When showing content by command like :
   VBoxManage modifynvram "Mint-21.1-10b" queryvar  "--name=Boot0005"
i get encoded as UTF16 the entry name like ubuntu and the loader name with
path like \EFI\ubuntu\shimx64.efi.
I do not know what is the lower limit for entries, but assuming 5 like in
non tar variant i can delete the following lines:
   <String>B'O'O'T'0'0'0'6</String>
   <String>.'E'F'I</String>

Like for language variables i can shrinks somes strings to just the variable
names or content. So such lines now become like:
   <String>C'E'R'T'D'B</String>
   <String>U'E'F'I' 'V'B'O'X' 'C'D'-'R'O'M' 'V'B'</String>
   <String>T'C'G'2'_'V'E'R'S'I'O'N'</String>
      
In the tar based varaint i got more EFi variables like:
VendorKeysNv           
CustomMode             
0800270A4323           
0800271468C8           
HDDP                   
TCG2_DEVICE_DETECTION   
TCG2_CONFIGURATION     
TCG2_VERSION           
I do not know if these are optional or required. So i keep the corresponding
lines.

Then some UTF16 looking string are left like:
   <String>0000000'0000000'00002040000'14</String>
   <String>I'N'D</String>
I do not know where these are triggered, but these do not occur in non tar
based variant. So i delete these lines.

Then there are left some "short" ASCII lokking like strings. Some are also
found in non tar based varaint like:
   <String>EI2YD</String>
   <String>M'T'C</String>
   <String>_FVH</String>
So i keep these lines.

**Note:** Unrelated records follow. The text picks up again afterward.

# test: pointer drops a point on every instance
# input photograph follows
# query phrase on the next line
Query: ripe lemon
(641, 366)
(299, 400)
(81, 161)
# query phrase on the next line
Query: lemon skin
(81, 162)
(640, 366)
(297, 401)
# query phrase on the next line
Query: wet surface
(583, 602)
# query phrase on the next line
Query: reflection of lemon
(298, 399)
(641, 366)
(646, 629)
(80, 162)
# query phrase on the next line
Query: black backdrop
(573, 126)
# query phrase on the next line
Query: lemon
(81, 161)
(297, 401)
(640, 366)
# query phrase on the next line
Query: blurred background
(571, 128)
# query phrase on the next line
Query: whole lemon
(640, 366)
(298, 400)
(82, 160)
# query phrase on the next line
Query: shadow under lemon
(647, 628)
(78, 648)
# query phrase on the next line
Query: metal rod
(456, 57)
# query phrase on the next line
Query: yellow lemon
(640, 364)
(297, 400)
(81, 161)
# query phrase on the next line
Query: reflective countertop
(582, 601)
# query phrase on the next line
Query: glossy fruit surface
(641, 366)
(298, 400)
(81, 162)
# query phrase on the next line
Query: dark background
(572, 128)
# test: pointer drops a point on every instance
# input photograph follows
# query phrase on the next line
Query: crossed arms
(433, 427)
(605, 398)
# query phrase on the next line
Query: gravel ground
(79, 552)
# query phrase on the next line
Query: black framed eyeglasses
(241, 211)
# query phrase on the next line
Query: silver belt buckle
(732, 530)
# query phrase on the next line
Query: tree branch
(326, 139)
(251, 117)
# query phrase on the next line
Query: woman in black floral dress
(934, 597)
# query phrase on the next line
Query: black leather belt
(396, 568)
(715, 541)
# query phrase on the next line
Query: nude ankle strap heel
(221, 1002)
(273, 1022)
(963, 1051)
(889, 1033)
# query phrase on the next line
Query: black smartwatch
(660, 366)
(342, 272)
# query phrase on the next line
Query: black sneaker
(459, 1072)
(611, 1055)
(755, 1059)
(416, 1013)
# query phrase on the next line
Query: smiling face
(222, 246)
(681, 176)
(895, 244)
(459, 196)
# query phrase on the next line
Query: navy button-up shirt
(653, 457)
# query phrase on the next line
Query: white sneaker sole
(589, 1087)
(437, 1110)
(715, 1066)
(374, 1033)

Then i get a line triggered by first TAR member name
TpmEmuTpms\permall like:
   <String>TPMEMUTPMS</String>
So i keep this line.

Then are left some lines which i do not found in non tar variant like:
   <String>GBRD'0</String>
   <String>00147</String>
   <String>G'''A</String>
   <String>I'''A</String>
   <String>T'''A</String>
   <String>V'B'3</String>
   <String>X'''A</String>
   <String>Z'''A</String>
   <String>0013</String>
So i delete such lines.

With the 2 new trid definition now all my NVRAM examples are described (see
appended output/trid-v-new.txt). TrID definitions, and output are stored in
archive nvram_.zip. I hope that my definitions can be used in future version
of triddefs.

With best wishes
Jörg Jenderek

Mark0

  • Administrator
  • Hero Member
  • *****
  • Posts: 2743
    • Mark0's Home Page
Re: nvram-virtualbox.trid.xml for VirtualBox Nvram File + variant
« Reply #1 on: July 03, 2023, 03:11:24 PM »
Thanks!
I refined the non-tar version with some other .nvram files, and then created a new tar one to refine that too.